Heading on vacation for a week. I'll catch up on the blog after that.

July 16, 2008

My favorite All-American Race

I'm back from vacation, the better part of 2 1/2 weeks in the Seattle area with a book signing (Elliott Bay Book Company in Pioneer Square) and east coast trip (storytellers conference on New Jersey shore) mixed in. If for some reason you're still checking this blog daily, or even regularly, more apologies for the long absence. I was overdue for some down time with the family.

Not that I stayed down for very long. On July 4th, I flew off the couch like a bottle rocket while watching NBC's coverage of the U.S. Olympic swimming trials in Omaha. We were at a family friend's home on Whidbey Island, and I had a deep rooting interest in the results of the women's 100-meter freestyle final.

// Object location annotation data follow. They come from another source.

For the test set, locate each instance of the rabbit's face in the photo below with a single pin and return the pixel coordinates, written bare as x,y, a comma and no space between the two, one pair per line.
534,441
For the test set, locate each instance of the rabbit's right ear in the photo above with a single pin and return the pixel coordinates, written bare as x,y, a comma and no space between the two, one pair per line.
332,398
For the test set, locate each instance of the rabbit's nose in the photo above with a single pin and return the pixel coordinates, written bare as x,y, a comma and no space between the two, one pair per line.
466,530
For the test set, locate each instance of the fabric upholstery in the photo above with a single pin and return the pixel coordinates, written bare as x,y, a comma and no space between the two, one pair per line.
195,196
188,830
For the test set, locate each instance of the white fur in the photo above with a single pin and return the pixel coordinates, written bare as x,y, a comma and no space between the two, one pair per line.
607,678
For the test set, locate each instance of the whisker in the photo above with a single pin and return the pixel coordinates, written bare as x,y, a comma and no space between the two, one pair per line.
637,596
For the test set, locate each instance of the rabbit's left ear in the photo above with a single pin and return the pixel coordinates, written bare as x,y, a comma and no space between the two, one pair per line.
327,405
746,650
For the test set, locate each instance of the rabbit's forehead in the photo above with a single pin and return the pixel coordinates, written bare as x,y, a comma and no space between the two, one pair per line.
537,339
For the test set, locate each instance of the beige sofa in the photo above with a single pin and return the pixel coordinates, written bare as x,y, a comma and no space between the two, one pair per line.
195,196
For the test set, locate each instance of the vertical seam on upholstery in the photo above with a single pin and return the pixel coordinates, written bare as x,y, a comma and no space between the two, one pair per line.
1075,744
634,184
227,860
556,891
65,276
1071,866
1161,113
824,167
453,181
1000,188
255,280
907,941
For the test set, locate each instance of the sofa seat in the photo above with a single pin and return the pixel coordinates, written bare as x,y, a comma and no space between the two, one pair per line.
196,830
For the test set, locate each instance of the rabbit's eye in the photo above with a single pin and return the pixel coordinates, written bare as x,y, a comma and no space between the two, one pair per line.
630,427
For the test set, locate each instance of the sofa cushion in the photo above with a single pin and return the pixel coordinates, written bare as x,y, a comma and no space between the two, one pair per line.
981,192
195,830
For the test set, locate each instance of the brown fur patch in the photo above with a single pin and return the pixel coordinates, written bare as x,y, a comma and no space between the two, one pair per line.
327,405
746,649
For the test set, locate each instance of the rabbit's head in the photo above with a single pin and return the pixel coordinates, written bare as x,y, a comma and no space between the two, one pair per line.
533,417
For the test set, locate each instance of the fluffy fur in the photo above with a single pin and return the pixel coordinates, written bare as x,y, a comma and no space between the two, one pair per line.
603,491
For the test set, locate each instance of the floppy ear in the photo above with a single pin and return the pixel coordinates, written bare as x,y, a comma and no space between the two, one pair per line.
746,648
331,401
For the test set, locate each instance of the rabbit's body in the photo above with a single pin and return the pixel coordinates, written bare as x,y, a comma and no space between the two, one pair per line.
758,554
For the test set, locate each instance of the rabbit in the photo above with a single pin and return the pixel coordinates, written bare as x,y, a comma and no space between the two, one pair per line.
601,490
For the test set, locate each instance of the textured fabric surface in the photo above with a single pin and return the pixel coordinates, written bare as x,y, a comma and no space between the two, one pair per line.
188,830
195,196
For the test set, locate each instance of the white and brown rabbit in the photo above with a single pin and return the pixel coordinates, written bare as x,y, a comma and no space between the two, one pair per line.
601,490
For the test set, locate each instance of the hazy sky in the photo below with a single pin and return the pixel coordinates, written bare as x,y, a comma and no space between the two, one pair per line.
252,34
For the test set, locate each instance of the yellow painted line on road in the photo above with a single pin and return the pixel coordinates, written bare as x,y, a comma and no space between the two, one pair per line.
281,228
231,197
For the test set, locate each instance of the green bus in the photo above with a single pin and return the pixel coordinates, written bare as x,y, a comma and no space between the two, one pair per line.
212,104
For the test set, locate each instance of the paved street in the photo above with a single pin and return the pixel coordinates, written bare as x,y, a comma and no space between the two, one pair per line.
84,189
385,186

There, in a middle lane, was four-time Olympian Dara Torres, who I had reported on for E:60 back in the spring when she granted us her first major national television interview. At 41 years old, she was trying to make her fifth Olympic team in 24 years. Thus, just about anyone over the age of 30 was pulling for her, including many at the party I was attending.

But I had my eye mostly on Emily Silver, who was in an outside lane and was trying to make her first Olympic team. Her father, Bob, was once sports editor of The Seattle Times and had been dopey enough to hire me to cover the Sonics a few months after I graduated from college. Emily was a toddler at the time, just a lovely little girl with blond hair and the sweetest smile, I thought.

Bob saw more than that. He saw those big hands, big feet, and thought, "SWIMMER."